Coronavirus (COVID-19), big data and silver linings

There is no denying that the COVID-19 pandemic will have tremendous practical and economic impact on research. Many labs have had to close, and organisations that fund essential research will have to deal with unprecedented strains on their resources (see e.g. the AMRC website for details of ways in which medical research charities are tackling the challenge of supporting their researchers and redirecting resources to support the response to the COVID-19 crisis).   It can be hard in times like this to see how anything good for the research community can come out of this.
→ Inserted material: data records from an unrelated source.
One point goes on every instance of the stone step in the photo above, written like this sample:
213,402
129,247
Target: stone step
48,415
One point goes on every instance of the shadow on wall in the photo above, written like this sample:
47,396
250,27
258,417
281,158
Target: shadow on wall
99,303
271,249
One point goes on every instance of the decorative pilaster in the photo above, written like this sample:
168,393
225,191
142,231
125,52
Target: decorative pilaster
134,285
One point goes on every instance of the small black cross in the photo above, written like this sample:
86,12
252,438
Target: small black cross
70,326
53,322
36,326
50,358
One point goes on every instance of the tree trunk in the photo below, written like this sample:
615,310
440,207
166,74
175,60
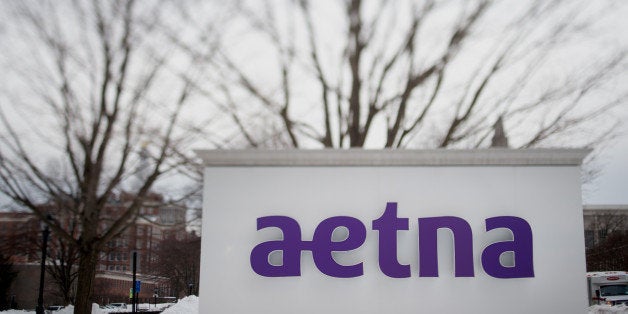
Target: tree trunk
84,288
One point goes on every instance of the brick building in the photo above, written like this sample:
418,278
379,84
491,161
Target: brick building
20,238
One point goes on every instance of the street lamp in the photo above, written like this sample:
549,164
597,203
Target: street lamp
42,273
190,286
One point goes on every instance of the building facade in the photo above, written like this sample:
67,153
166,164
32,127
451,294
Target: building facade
158,220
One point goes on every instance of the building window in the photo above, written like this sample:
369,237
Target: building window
589,238
601,234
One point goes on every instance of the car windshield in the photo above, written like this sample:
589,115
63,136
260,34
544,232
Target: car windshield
614,290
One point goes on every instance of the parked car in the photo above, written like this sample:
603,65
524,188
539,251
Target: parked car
116,306
53,308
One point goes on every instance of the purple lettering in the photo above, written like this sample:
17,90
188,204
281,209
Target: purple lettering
290,246
387,225
463,245
521,246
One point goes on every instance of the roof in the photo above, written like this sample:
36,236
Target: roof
388,157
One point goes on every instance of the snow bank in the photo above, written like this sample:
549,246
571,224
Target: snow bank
186,305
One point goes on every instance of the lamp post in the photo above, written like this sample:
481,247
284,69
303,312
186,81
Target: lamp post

A couple of weeks ago, I discussed how computational biology can help us tackle the COVID-19 epidemic. Many computational biologists, bioinformaticians, machine learning/AI specialists and data scientists working in the field of life sciences will be in the fortunate position of still being able to produce at least some of their invaluable research output. This means that many researchers will be able to turn the challenges that we are facing into opportunities, not only to contribute to tackling the pandemic, but also to do new ground breaking research. In these difficult times, we are in dire need of silver linings. Here are a few of mine…

Structural biology and the power of crowds in the fight against coronavirus

Here is the challenge: predicting the 3D conformation of a protein is hard. Proteins are very complex molecules and the number of possible configurations that can be adopted by even small proteins is mind boggling. As a result, simulating protein folding is necessarily a computationally intensive process (though we have got much better at it in the last couple of decades). It is a very worthwhile process however, since protein function and how to interfere with this are ultimately dependent on the protein structure. This is the case for every protein but in the context of the present pandemic, understanding how Sars-CoV-2 (the virus that causes COVID-19) targets human cells and can be targeted by drugs would be tremendously easier with a better knowledge of the conformation of key virus proteins.

Here is the opportunity: more people than ever have a computer at home, and that means that they can contribute to volunteer computing projects (in addition to more people being able to work from home more or less normally than would have been possible even 10 years ago, which I for one am so grateful for).

Here is the reason to be hopeful: One such volunteer computing project is folding@home, a distributed computing project that aims to simulate protein dynamics by running a simple piece of software on volunteers’ computers. The project recently reported a significant spike in support, enabling the combined power of this supercomputer to reach 2.4 exaFLOPs a few weeks ago (that’s 2.4*1018 floating point operations per second). This has resulted in encouraging progress in studying the mechanism of action of the Sars-CoV-2 spike protein, which is a key mediator of the virus binding to human cells (additional scientific progress on this was also recently published in Science).

Big data science meets big data sharing

Here is the challenge: collaborating and data sharing is hard at the best of times. Creating, maintaining, and sharing biological data resources is not trivial, not cheap, and requires complex coordination efforts. Now that we are all isolated and governments and organisations are having to function in crisis-management mode, it seems likely to be even more challenging. However, the power of big data can only be truly unlocked if the data is available for researchers to analyse, integrate, re-analyse, and cross reference.

Here is the opportunity: many researchers have re-oriented their researchers towards COVID-19-related projects (see e.g. efforts at the Crick Institute, University of Oxford and University of Cambridge, to name a few). That means that we have lots of people working at the same time, on similar and complementary questions. Some of these researchers will be generating invaluable data, such as e.g. sequences of the virus as it spreads, and some will be sat at their computer at home, analysing this data.

Here is the reason to be hopeful: the European Commission and the EMBL European Bioinformatics Institute have recently launched the European COVID-19 Data Portal. This is a platform for researchers to upload, access and analyse COVID-19 related data. This could boost researchers’ ability to do their work, just like other biological databases have changed the face of biological research in the last few decades (except at unprecedented speed).

Here is another reason to be hopeful: the combination of unprecedented willingness to collaborate and unprecedented brainpower being put together to tackle the same challenges has led to the incredibly fast creation of collaborations between organisations that have data and organisations that have the skills to analyse it in new and interesting ways. This symbiosis is particularly essential in fields such as AI-powered drug discovery. I have mentioned the work of Oxford based company Exscientia (in collaboration with the Scripps research institute) in my previous post. Recently, Cambridge based company Healx announced that it had repurposed their AI platform for rare disease drug discovery (which uses natural language processing to generate a knowledge graph that is mined to produce drug repurposing and drug combination candidates) to identify combinations of existing drugs that may be used to fight coronavirus. Similarly, on the other side of the pond, a partnership between the Barabasi lab (Northeastern University), Harvard Medical School, Stanford Network Science Institute and the precision medicine start-up Schipher Medicine was put together in record time to study how Sars-CoV-2 affects humans.